Conclusions and Common Sense
A person who is stingy with small sums of money yet wasteful with large sums is called “penny wise and pound foolish.” So it is with governments or societies unwilling to make small investments now that are likely to have large payoffs in the future. Encouraging increased use of BMD testing in appropriately selected patients should be a priority for health care systems. More BMD testing will lead to appropriate treatment to reduce fracture risk, fewer fractures, and cost savings. It is essential that BMD testing intervals for treated and untreated patients be individualized according to the likelihood of results having an influence on treatment decisions. To this end, we suggest a common sense approach, that DXA testing intervals in patients with osteopenia include consideration of clinical risk factors in addition to BMD.
It is widely appreciated that the diagnostic classification of osteopenia includes patients with a wide range of fracture risk. For such individuals, BMD results should be combined with clinical risk factors using various algorithms (eg, FRAX) to determine when fracture risk is sufficiently high that treatment is likely to be cost-effective. Similarly, the purpose of repeating a BMD test in an untreated patient is to reassess fracture risk to determine whether treatment is indicated, rather than simply finding when an arbitrary T-score threshold is crossed. As noted above, an age-related bone loss rate of 1 % per year is typical for elderly women with an initial T-score that is normal or in the osteopenia range, while individual patients may lose bone slower or faster than that rate. Moreover, other clinical risk factors (eg, advancing age, parental history of hip fracture) strongly affect fracture risk. As such, a 15-year interval between baseline and repeat BMD testing is far too long, even when the baseline T-score is better than -1.5. A more appropriate interval in such a patient would be 3 to 5 years, thereby establishing the rate of bone loss for that patient, with the interval for subsequent BMD tests to be determined according to clinical circumstances and fracture risk estimation. Finally, if/when new clinical risk factors for fracture are identified, the interval between BMD tests should be reassessed.

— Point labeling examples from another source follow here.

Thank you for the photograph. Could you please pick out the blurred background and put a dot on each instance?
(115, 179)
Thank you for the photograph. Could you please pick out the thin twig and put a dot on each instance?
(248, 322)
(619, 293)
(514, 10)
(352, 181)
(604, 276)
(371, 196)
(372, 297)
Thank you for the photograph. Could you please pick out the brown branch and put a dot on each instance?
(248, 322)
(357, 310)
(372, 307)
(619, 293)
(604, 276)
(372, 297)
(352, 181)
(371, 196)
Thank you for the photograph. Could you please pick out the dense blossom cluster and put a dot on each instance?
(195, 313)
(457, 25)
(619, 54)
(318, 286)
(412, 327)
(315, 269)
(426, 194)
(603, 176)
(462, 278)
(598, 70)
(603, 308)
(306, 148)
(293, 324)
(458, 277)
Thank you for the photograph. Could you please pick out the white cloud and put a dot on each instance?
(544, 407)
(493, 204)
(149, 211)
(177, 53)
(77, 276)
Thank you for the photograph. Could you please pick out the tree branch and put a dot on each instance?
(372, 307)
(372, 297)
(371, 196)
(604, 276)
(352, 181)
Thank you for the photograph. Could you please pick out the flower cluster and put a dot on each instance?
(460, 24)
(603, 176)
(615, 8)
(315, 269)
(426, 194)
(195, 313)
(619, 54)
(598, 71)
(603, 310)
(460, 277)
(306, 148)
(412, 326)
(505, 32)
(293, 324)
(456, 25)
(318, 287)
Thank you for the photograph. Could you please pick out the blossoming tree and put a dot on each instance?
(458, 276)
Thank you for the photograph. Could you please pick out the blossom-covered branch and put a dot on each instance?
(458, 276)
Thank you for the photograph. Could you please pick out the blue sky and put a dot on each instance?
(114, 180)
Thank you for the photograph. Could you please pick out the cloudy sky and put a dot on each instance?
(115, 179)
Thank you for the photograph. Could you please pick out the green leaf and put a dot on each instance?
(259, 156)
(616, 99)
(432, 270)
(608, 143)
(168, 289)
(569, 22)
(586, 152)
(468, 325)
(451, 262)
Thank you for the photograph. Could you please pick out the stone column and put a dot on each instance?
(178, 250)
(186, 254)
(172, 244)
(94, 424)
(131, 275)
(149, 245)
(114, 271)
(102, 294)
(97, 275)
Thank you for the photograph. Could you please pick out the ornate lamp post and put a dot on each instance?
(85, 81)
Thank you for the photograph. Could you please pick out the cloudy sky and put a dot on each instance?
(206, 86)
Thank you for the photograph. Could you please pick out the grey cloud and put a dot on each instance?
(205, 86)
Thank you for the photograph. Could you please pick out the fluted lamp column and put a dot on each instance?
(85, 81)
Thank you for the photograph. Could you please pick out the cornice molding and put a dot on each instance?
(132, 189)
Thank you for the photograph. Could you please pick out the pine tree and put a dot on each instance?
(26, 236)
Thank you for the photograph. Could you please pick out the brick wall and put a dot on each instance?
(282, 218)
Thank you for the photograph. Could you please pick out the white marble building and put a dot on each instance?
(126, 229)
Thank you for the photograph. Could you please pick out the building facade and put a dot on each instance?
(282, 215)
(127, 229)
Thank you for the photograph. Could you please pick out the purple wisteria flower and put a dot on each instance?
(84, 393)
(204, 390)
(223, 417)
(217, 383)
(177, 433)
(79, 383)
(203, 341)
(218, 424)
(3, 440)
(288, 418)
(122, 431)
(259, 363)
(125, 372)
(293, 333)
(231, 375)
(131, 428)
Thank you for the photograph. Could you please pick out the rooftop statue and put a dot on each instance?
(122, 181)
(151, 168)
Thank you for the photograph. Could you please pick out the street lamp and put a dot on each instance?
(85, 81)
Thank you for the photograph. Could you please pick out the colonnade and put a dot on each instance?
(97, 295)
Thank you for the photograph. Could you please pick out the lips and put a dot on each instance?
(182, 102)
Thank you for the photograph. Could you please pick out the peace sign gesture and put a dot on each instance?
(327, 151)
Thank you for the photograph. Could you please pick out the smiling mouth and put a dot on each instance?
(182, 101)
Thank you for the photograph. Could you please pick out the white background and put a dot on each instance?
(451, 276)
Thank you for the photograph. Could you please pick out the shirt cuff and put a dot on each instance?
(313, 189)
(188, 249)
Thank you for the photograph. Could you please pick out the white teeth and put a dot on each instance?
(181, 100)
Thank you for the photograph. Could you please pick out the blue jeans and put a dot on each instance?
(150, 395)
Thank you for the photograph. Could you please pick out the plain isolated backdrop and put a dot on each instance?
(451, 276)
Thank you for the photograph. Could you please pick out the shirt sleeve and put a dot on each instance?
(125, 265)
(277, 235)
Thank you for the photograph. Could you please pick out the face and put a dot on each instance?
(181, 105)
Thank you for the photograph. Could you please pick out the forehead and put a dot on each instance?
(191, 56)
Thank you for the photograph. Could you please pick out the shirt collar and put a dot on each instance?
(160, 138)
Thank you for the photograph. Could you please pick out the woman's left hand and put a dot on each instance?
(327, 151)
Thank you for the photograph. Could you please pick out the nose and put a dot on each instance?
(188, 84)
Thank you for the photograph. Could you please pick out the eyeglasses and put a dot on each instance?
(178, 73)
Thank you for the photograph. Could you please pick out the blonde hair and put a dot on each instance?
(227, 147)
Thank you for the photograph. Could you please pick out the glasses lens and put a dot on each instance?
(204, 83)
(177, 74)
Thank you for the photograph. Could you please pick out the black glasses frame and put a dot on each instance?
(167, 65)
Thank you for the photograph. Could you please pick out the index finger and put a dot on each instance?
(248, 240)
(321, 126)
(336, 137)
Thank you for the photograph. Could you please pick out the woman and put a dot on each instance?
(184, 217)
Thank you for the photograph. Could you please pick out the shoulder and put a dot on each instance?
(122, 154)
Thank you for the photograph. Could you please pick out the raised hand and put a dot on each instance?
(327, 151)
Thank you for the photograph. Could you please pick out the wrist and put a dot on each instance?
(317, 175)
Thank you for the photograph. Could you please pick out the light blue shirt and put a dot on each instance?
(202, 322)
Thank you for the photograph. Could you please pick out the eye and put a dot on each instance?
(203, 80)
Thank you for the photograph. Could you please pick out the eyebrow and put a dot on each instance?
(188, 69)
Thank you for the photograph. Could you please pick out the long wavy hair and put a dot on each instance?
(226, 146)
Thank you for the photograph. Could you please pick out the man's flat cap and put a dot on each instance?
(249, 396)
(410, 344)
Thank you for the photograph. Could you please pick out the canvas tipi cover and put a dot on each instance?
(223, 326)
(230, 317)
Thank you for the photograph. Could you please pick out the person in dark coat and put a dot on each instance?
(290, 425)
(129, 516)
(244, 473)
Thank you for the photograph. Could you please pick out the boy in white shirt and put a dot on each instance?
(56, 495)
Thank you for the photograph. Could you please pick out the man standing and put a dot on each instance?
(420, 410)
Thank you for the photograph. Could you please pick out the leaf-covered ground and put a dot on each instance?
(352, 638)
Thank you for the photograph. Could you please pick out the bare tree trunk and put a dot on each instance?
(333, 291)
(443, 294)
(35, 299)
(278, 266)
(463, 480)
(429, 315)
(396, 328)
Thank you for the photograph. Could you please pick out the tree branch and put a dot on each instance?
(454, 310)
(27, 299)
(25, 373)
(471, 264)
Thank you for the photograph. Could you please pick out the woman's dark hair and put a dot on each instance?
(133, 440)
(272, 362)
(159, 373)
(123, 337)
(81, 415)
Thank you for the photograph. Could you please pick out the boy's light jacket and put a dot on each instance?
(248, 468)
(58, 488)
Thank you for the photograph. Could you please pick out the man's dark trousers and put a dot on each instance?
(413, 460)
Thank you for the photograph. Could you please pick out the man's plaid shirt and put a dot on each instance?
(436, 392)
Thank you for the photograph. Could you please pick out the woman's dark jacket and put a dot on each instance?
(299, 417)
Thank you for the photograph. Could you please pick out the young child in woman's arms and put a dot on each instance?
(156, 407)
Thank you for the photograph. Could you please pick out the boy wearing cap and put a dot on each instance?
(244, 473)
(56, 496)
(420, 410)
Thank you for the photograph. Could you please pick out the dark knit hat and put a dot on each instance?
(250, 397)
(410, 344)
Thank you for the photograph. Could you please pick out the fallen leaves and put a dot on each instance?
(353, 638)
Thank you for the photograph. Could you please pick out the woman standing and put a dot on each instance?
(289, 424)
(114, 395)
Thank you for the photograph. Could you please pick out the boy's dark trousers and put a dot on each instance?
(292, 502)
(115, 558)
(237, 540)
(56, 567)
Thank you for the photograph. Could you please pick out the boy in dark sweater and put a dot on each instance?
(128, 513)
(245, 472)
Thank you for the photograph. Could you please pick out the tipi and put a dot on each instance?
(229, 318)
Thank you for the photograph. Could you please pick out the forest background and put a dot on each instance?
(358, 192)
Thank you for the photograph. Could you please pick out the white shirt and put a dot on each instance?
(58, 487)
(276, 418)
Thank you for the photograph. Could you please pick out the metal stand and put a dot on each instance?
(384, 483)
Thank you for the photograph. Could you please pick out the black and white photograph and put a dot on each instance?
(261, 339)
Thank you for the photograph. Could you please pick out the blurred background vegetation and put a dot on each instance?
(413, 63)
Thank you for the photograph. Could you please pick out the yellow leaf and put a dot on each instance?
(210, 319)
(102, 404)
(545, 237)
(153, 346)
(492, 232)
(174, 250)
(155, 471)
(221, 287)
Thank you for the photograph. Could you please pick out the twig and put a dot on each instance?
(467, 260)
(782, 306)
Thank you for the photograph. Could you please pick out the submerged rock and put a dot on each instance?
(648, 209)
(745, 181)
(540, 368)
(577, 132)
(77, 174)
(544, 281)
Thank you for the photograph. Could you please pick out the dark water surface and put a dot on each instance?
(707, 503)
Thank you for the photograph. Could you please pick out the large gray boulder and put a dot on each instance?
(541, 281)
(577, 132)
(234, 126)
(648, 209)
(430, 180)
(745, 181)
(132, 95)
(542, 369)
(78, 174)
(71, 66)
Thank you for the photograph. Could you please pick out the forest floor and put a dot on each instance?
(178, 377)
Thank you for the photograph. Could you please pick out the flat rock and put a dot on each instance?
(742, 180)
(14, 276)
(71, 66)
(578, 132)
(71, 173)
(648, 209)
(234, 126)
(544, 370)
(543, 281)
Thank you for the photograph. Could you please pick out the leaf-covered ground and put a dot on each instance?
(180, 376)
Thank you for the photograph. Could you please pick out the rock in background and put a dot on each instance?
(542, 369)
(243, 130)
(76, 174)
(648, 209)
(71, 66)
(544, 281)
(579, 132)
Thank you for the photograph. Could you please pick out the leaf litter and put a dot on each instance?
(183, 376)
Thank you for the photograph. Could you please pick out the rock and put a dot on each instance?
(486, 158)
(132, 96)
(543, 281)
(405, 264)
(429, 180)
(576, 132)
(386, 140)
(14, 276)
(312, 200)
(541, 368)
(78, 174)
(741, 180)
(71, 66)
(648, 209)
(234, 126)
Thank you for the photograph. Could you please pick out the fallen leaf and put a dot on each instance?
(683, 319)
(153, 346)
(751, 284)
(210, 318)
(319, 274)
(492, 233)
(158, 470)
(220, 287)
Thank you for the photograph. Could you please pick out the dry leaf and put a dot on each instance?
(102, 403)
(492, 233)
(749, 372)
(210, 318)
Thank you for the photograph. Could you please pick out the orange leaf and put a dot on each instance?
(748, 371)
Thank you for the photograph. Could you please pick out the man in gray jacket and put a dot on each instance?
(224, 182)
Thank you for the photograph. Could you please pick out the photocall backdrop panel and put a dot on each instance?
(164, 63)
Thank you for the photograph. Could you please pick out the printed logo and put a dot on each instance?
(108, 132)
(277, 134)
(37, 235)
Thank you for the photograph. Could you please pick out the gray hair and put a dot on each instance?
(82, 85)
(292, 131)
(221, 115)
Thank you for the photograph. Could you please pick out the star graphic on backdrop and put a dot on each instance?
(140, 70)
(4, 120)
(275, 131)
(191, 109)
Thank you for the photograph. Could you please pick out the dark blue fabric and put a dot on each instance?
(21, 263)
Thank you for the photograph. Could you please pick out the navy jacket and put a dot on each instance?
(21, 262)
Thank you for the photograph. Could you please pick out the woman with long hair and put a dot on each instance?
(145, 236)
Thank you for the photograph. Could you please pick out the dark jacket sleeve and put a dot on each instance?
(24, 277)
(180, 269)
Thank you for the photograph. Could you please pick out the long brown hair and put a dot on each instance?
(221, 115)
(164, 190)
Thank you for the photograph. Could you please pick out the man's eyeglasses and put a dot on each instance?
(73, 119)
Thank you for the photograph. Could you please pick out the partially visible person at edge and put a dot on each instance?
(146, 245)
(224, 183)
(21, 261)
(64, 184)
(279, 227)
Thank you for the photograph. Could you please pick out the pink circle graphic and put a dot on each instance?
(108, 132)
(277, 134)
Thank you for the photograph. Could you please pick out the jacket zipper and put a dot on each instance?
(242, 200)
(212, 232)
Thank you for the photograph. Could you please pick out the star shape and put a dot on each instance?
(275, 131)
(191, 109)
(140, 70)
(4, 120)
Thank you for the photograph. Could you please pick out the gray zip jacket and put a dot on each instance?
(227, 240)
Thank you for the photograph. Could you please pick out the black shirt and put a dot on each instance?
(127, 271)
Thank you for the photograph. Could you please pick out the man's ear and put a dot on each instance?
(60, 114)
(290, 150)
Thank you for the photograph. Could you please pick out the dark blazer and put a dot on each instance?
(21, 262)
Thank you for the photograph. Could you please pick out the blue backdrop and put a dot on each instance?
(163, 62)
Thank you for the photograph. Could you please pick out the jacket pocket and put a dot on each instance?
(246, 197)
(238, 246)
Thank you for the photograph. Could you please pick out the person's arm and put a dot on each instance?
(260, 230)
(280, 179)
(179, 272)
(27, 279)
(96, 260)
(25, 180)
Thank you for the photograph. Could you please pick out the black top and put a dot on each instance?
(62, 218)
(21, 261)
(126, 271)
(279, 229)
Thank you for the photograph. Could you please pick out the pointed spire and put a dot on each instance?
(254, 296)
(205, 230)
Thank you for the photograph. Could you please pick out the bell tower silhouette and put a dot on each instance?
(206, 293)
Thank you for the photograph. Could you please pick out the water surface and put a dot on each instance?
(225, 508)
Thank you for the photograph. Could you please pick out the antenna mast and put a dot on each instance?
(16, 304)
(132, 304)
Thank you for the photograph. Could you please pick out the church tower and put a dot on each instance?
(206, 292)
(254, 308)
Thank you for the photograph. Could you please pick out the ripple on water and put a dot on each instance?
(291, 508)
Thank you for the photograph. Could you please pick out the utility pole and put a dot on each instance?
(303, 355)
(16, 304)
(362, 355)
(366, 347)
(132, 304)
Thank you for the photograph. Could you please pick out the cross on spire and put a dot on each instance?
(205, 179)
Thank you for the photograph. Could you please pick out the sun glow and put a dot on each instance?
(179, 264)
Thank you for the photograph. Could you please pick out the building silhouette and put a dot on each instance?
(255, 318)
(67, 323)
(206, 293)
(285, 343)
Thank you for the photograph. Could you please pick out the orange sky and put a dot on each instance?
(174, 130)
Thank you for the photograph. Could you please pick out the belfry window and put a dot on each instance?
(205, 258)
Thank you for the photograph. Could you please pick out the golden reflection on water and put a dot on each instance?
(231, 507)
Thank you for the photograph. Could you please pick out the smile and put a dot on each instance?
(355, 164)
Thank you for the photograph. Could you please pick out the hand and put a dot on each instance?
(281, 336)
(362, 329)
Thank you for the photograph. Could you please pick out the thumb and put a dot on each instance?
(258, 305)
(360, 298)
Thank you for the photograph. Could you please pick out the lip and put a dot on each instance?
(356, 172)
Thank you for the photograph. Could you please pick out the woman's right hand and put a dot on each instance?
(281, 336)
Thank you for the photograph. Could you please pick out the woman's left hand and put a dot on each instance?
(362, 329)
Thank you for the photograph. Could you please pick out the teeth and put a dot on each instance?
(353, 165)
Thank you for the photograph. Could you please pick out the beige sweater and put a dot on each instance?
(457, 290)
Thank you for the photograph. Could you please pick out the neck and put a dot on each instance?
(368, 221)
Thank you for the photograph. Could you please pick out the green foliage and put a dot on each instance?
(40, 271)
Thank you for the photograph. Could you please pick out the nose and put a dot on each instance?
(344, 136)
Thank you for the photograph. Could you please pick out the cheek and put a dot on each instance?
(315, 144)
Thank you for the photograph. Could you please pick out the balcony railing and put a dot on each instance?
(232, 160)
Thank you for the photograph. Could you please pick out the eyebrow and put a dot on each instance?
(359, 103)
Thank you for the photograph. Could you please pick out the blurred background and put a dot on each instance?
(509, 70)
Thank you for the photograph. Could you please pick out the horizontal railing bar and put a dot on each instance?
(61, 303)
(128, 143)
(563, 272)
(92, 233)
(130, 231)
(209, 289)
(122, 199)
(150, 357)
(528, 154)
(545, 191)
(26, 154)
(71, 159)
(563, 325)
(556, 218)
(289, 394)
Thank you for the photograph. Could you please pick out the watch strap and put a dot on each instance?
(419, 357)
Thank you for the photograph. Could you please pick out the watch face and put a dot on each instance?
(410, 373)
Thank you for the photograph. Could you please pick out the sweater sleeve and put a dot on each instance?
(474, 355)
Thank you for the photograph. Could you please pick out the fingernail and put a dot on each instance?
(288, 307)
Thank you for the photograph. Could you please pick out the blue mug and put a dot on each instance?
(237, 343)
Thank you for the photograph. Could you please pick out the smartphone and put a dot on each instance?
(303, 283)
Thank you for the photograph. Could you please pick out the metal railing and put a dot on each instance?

Conflicts of interest: E.M. Lewiecki: has received financial support or owned personal investments in the following categories: Grant/research support (principal investigator, funding to New Mexico Clinical Research & Osteoporosis Center) for Amgen, Eli Lilly,
Merck, GlaxoSmithKline; Other support from Amgen (scientific advisory board, speakers’ bureau); Eli Lilly (scientific advisory board, speakers’ bureau); Novartis (speakers’ bureau); Merck (scientific advisory board); GlaxoSmithKline (consultant); and Warner Chilcott (speakers’ bureau); N. Binkley (Research support: Amgen, Lilly, Merck, Tarsa; Consultant: Lilly, Merck).